George Stark of Cabot Oil & Gas, which funded the luncheon portion of the event, served as master of ceremonies. Following eloquent welcoming remarks from Keystone College President David Coppola, the program proceeded with a year-in-review presentation by DFCLT Board member, Wade Catts, MA, RPA, of the Commonwealth Heritage Group. Architect Philip Yocum, who designed the elegant pole barn that protects Dennis farm house and heads the restoration, then gave a presentation, Dennis Farm Historic Structures Report: Goals and Objectives that outlined the purpose of the Historic Structures Report (HSR), which is required before any historic building can be restored or renovated. Later, during the tour of the farm, Yocum led symposium attendees on a tour of the interior of the house, describing in detail what the restoration will entail.

Yocum introduced the symposium keynote speaker, Rebecca Sheppard, Ph.D., interim Director of the Center for Historic Architecture and Design at the University of Delaware and Director of the Mid-Atlantic Historic Buildings and Landscape Survey. Sheppard and a team of her students worked with Yocum on the research for the HSR this year. She described herself as a “forensic” architect who examines the innumerable pieces of buildings from cellar to roof to determine when and how they were constructed.

In her keynote address, Piecing Together the Fragments: Reconstructing the History of the Dennis Farm House, Sheppard gave a compelling presentation about the construction history of the house gleaned from its materials and design, within the context of similar houses built in the Susquehanna County around the same time. Using architectural drawings and photographs, Sheppard brought to life the history of the house and her team’s invaluable work.

The luncheon address, presented by DFCLT President Denise Dennis, traced the life of her great-grandfather Sumner B. Dennis (1866-1950) and the times in which he lived. Born in the farmhouse three weeks after the United States Senate and House of Representatives passed the Fourteenth Amendment to the Constitution, Sumner Dennis’ parents named him in honor of Charles Sumner, the US Senator from Massachusetts who fought for the amendment. Indeed, Charles Sumner was a champion of civil rights for African Americans before and after the Civil War.

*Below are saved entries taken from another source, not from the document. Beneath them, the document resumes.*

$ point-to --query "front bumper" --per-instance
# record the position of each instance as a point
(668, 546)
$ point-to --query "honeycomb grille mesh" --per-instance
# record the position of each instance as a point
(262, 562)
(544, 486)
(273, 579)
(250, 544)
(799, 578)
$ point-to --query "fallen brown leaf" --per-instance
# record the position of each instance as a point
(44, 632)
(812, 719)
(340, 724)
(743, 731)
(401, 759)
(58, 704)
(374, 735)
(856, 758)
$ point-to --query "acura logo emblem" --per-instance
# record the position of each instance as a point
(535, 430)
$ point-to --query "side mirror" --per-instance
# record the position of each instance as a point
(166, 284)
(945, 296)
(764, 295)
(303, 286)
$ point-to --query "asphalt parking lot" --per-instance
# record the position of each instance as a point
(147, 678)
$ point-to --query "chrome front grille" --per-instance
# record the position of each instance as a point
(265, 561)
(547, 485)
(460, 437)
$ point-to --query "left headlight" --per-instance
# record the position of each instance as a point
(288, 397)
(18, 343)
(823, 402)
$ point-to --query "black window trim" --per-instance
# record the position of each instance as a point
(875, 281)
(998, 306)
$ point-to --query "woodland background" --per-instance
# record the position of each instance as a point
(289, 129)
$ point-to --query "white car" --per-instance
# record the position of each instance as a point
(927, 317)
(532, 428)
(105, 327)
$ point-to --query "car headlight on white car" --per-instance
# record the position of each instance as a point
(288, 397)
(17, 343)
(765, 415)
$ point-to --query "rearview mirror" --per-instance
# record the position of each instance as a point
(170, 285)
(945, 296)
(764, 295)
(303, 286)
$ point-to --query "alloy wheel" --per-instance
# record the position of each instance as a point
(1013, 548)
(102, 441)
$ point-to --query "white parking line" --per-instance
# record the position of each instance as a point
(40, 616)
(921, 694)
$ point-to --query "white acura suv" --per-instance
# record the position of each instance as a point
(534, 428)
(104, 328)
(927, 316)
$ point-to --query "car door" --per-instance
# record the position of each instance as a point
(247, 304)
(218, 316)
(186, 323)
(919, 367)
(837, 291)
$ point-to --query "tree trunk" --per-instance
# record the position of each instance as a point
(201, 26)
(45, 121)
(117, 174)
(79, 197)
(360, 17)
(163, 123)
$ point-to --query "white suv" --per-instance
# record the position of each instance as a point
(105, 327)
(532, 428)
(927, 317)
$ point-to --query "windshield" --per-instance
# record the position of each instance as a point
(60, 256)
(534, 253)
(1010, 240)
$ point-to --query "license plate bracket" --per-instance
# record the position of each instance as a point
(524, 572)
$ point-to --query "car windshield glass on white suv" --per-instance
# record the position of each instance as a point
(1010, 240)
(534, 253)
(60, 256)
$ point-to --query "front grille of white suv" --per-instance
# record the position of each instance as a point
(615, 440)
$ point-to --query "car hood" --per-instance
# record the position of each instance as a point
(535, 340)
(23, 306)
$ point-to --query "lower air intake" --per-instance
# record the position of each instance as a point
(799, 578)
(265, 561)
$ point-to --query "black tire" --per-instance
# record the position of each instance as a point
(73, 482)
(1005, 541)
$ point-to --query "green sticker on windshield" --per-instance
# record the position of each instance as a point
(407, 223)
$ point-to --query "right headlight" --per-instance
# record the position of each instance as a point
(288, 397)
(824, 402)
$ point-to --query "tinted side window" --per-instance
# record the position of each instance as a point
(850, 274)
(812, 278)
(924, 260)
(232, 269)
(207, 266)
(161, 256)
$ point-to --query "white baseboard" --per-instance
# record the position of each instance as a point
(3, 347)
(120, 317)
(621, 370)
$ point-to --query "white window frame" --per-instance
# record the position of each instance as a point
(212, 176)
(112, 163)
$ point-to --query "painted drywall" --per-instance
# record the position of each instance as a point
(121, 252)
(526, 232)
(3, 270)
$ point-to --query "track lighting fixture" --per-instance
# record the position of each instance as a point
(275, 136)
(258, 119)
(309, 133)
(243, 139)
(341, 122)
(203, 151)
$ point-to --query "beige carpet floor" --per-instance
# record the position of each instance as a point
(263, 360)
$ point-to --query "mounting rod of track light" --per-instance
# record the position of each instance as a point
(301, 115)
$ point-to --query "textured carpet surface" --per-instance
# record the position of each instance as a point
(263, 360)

Sumner Dennis passed away during the administration of President Harry Truman who desegregated the US Armed Forces and included Civil Rights on the Democratic Party platform in 1948.

After the luncheon, symposium attendees journeyed up Route 11 to the farm, which was resplendent under the sun. Visitors enjoyed the undulating emerald green slopes under the towering trees, thanks to the extraordinary work of caretaker John Arnone, and joined architect Phil Yocum for a fascinating architectural tour of the farmhouse.


Guests were asked to complete a questionnaire about the symposium and the consensus, by all who submitted theirs, was that the day was a success.